BİRKAÇ TON ALTIN İÇİN
Ceyhun Balcı
Akbelen direnişçisi, bilge vatansever Zehra ninemizin yüce anısına saygıyla…
Altın madenciliği, ülkemiz gündeminde önemli yer tutuyor. Toplumumuzun altına geleneksel yatkınlığı altın madenciliğine bakışı da etkiliyor. Bu bakışta bir yanılsamaya yol açtığı da kuşkusuzdur bu durumun.
Bu yanılsamada altın madenciliğinin yapıldığı ülkeye bir şey kazandırmadığı ve hatta çok şey yitirttiğinin bilinmiyor oluşunun payı büyüktür.
Farklı oranlardan söz edilse de ülkemizdeki altın madenciliğini yürüten çok uluslu şirketler çıkartılan altının % 5-10 arasında değişen niceliğini Türkiye’de bırakmaktadırlar.

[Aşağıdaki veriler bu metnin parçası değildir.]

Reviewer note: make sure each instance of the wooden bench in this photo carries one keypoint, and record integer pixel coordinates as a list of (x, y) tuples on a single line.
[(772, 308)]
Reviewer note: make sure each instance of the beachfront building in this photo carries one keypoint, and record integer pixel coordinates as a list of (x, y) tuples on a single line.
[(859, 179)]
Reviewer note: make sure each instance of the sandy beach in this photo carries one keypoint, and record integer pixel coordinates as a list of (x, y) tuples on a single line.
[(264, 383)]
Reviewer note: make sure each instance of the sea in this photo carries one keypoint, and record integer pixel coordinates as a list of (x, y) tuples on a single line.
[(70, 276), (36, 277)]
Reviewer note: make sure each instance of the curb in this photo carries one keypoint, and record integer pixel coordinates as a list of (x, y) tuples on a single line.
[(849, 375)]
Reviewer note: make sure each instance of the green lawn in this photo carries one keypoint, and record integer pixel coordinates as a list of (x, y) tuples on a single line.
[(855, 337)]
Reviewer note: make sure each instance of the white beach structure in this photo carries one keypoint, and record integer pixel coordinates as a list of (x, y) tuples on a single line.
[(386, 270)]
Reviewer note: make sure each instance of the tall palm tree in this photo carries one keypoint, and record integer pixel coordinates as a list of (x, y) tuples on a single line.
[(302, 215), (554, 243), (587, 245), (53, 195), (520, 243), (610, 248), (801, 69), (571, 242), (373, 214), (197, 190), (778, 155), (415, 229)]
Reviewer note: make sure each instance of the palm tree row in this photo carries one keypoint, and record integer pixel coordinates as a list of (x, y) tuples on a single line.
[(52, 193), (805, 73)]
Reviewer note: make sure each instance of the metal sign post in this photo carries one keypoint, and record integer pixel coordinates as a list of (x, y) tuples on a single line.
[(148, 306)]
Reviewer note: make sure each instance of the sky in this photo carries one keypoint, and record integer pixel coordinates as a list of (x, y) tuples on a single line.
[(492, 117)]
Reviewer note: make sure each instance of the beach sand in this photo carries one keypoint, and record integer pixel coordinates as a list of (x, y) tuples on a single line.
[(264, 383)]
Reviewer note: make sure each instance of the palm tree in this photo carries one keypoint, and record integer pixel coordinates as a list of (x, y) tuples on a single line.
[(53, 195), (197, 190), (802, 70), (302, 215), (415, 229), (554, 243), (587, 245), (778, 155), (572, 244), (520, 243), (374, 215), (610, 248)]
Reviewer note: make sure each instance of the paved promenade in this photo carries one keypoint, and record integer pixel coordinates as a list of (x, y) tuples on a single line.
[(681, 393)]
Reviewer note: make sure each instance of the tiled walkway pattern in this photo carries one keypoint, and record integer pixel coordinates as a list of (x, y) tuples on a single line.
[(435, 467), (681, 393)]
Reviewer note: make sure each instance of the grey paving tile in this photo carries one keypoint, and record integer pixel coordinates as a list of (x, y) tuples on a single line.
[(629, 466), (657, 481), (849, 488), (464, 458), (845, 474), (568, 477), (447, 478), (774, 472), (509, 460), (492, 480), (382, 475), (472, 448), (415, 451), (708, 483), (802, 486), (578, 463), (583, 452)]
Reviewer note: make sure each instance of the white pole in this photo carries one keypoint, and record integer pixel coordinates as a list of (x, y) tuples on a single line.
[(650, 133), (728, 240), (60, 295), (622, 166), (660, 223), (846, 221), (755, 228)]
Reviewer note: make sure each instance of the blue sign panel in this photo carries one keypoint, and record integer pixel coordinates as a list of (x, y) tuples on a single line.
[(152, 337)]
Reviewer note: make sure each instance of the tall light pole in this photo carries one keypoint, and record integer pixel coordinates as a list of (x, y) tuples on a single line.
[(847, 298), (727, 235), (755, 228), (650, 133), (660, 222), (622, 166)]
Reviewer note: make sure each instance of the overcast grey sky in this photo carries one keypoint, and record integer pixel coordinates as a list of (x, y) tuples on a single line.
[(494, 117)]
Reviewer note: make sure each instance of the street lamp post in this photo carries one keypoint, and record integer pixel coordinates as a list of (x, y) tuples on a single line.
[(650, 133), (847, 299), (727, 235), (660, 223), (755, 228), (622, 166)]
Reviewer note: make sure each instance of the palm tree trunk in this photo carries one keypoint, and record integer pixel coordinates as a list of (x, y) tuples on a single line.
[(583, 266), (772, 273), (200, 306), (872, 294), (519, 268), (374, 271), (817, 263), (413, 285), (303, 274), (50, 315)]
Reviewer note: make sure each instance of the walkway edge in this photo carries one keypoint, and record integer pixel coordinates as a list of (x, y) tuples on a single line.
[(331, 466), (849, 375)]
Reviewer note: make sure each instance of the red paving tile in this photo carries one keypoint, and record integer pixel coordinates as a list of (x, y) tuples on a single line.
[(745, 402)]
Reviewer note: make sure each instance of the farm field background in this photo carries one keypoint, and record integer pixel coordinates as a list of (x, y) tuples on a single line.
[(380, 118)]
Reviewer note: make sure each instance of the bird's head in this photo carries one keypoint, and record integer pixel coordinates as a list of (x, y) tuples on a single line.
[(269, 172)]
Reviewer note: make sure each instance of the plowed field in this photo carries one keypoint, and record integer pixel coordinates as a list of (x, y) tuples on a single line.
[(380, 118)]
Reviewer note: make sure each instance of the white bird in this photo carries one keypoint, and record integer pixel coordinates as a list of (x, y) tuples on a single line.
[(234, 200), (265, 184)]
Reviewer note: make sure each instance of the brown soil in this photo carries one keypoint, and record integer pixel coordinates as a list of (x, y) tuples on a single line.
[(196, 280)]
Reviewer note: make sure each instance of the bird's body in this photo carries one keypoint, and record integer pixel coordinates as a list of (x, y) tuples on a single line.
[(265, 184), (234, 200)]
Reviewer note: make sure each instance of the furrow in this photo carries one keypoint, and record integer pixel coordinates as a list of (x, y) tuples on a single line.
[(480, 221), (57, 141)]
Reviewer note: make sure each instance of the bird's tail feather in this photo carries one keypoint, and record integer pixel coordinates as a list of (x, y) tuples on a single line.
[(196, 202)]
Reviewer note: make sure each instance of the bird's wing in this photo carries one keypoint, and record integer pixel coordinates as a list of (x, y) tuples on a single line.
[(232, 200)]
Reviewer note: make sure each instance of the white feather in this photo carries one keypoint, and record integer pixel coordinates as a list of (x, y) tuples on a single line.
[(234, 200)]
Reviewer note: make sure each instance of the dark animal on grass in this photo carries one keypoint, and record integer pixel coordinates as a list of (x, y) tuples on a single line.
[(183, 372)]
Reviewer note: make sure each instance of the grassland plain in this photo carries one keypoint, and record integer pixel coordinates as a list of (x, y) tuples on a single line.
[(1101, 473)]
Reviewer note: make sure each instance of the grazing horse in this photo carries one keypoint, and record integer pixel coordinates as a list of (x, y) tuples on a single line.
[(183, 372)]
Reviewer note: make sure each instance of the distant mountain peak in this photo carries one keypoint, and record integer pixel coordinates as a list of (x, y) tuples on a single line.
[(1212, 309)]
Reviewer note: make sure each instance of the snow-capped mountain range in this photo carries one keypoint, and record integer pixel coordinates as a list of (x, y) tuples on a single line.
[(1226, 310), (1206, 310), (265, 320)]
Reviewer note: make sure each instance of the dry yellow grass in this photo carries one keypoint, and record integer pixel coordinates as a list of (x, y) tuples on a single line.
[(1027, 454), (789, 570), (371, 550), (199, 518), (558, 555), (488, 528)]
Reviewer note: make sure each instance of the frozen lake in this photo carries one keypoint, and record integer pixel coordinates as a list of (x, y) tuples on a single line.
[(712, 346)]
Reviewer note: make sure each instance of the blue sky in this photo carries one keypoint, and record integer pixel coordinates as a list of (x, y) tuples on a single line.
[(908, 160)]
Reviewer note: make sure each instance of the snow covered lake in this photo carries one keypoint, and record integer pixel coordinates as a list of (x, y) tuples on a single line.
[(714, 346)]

Altın madenciliği yapan şirketlerin çıkarttığı altının bir bölümünü kayıt dışı tuttuğuna ilişkin söylentiler eksik değildir.
Bir açık kaynakta rastladığım bilgiye göre 2022’de Türkiye’nin altın madenciliğinden kazancı yılda 500 milyon USD dolayındadır.
Buna madenin bulunduğu yerdeki iş olanakları eklenebilir. Tarımdan ve hayvancılıktan kopartılarak işsizleştirilen yöresel kitlenin bu işe (canını tehlikeye atma pahasına) ilgi gösterdiği bir gerçektir.
Yabancı şirketlerin bir yerli ortakla çalışmaları zorunlu değilse de akılcı ve gereklidir. Yerli ortağın devletle ilişkileri yürütmesi ve sürdürmesi söz konusudur. Diğer yandan, madende çalışacak olanların belirlenmesi ve elbette iktidarın belirlediği kimseler olması da neredeyse kuraldır.
Bu ve benzeri ayrıntıların yabancı şirket için en küçük önemi yoktur. Onun için birincil olan kazancıdır.
Görselden anlaşılacağı gibi 2024 yılında Türkiye’deki altın üretimi 31 tondur. Dünya üretiminin % 1’inden daha az bir niceliğe denk düşmektedir. Bu düzeydeki altın üretiminden Türk devletine kalacak olan birkaç ton kadardır.
Devlete kalan bu nicelikten elde edilecek 500 milyon USD bu uğurda yitirilenleri geri almaya yeter mi?
Can alıcı soru budur!
Zeytinden, ormandan, kurttan, kuştan, çiçekten ve böcekten vazgeçilerek edinilen bu kazanç(!) ortaya çıkan geri dönüşü neredeyse olanaksız zararı karşılar mı?
Her şeyden önce altın madenciliğinin yabancı şirketlere bırakılması gözden geçirilmelidir.
Başka birçok yeraltı kaynağı gibi altın da çıkartılabilir Türkiye’de. Bu yapılırken, akılcı ve bilimsel davranılmalıdır. İşi bittikten sonra ülkemizden ayrılan, yarattığı doğa yıkımıyla ilgili en küçük sorumluluk ve yükümlülük duyumsamayan çok uluslu şirketlerle ilişkilerin sıkı kurallara bağlanması ve daha da iyisi altın madenciliğinin kamu eliyle yapılması zararı en aza indirmede önemli ayrıntı olarak çıkmaktadır karşımıza.
Son söz : Vatanseverlik tanımı yeniden yapılmalıdır. Bugüne dek vatanseverlik kaba, saldırgan ve şovenizme vardırılan bir kavram olmuştur. Düne kadar İmralı’dakine idam ipi atanların yeni açılımla birlikte eli kanlı katili düştüğü kuyudan çıkartmak için ip sarkıttıkları görülmektedir. Vatanseverlikle ilintilerinin olmadığı anlaşılmıştır bu kaba ve ilkesiz sözde milliyetçilerin.
Vatanseverlik başka pek çok şekilde tanımlansa da, dağına, taşına, kurduna, kuşuna, çiçeğine, böceğine sahip çıkmak olarak tanımlanmalıdır. Bunun için de ülkenin doğal varlıklarının emperyal ülke şirketlerince yağmalanmasının önüne geçilmelidir.